Converts a a UT-referenced date to a mixed Julian/Gregorian date.

Prototype

	function ut_inv_calendar (
		year       : integer,  
		month      : integer,  
		day        : integer,  
		hour       : integer,  
		minute     : integer,  
		second     : numeric,  
		units      : string,   
		option [1] : integer   
	)

	return_val [dimsizes(year)] :  double

Arguments

year

An array or scalar integer representing years.

month

An array or scalar integer representing months. Must be same size as year.

day

An array or scalar integer representing days. Must be same size as year.

hour

An array or scalar integer representing hours. Must be same size as year.

minute

An array or scalar integer representing minutes. Must be same size as year.

second

An array or scalar numeric representing seconds. Must be same size as year.

units

A string representing a formatted time unit specification. Valid strings include:

seconds
minutes
hours
days
months
years
The following units qualifiers may also be used:
since
after
from
ref
Examples:
time@units = "days after 0049-09-01 00:00:00"
time@units = "hours ref 1-1-1 00:00:0.0"
time@units = "months from 1-1-1"

option

A scalar integer indicating the format of the output. Not currently used.

Return value

A double array of the same size as year. Contains a units attribute that contains the temporal units.

Description

Converts a a UT-referenced date to a mixed Julian/Gregorian date. To quote the Udunits man page:

The udunits(3) package uses a mixed Gregorian/Julian calendar system. Dates prior to 1582-10-15 are assumed to use the Julian calendar, which was introduced by Julius Caesar in 46 BCE and is based on a year that is exactly 365.25 days long.

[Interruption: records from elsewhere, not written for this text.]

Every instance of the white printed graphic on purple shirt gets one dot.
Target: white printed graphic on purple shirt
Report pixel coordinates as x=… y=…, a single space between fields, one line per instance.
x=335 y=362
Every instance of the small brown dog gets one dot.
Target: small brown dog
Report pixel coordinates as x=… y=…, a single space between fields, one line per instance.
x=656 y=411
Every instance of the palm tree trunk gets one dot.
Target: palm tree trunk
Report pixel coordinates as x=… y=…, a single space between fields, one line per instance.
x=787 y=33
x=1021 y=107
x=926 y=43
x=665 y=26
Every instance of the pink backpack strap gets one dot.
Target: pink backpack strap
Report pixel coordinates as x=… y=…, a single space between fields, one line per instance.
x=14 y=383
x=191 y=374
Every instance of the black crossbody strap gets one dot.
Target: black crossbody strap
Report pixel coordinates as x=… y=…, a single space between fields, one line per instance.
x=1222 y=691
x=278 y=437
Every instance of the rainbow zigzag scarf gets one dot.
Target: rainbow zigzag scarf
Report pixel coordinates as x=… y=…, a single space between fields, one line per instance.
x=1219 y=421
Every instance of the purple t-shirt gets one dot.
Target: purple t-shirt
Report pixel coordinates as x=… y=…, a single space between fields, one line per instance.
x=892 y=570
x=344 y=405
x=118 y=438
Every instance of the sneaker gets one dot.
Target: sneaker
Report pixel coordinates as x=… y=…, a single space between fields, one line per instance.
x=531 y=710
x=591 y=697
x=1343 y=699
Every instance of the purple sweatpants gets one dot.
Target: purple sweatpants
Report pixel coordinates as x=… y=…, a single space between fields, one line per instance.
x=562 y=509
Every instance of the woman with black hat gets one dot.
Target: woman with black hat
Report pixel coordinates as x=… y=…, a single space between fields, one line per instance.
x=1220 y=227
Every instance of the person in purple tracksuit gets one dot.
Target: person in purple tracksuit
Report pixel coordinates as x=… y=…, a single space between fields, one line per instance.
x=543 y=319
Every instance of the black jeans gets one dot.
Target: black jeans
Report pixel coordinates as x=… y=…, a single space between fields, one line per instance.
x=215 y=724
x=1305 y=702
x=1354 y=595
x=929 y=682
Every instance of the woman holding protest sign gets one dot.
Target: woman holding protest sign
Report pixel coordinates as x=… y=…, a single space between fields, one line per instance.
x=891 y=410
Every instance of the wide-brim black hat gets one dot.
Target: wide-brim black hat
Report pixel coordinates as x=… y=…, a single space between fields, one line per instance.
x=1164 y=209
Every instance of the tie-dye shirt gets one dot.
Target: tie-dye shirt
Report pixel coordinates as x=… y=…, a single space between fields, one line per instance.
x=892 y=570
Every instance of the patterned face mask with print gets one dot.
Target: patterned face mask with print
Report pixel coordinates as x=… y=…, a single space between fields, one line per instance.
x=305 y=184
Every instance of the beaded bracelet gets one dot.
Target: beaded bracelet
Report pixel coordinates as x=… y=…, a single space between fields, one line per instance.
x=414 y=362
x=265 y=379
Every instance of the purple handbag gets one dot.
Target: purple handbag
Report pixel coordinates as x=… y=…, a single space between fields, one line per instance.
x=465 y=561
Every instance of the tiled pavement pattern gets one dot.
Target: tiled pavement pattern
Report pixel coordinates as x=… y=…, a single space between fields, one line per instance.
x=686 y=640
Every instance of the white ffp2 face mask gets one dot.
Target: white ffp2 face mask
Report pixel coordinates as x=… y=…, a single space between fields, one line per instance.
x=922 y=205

Dates on and after 1582-10-15 are assumed to use the Gregorian calendar, which was introduced on that date and is based on a year that is exactly 365.2425 days long. (A year is actually approximately 365.242198781 days long.) Seemingly strange behavior of the udunits(3) package can result if a user-given time interval includes the changeover date. For example, ut_calendar and ut_inv_calendar can be used to show that 1582-10-15 *preceded* 1582-10-14 by 9 days.
The following excerpt from the Udunits documentation explains the time@units encoding by example:
    The specification:

        seconds since 1992-10-8 15:15:42.5 -6:00

    indicates seconds  since October 8th, 1992 at 3 hours, 15 minutes and
    42.5 seconds in the afternoon in the time zone which is six hours to
    the west of Coordinated Universal Time (i.e.  Mountain Daylight Time).
    The time zone specification can also be written without a colon using
    one or two-digits.

See Also

ut_calendar

Examples

Example 1

To see how the inverse function ut_inv_calendar works, simply take the output from ut_calendar and plug it back into ut_inv_calendar:

  date = ut_inv_calendar(year,month,day,hour,minute,second,time@units, 0)
The arrays date and time should be identical.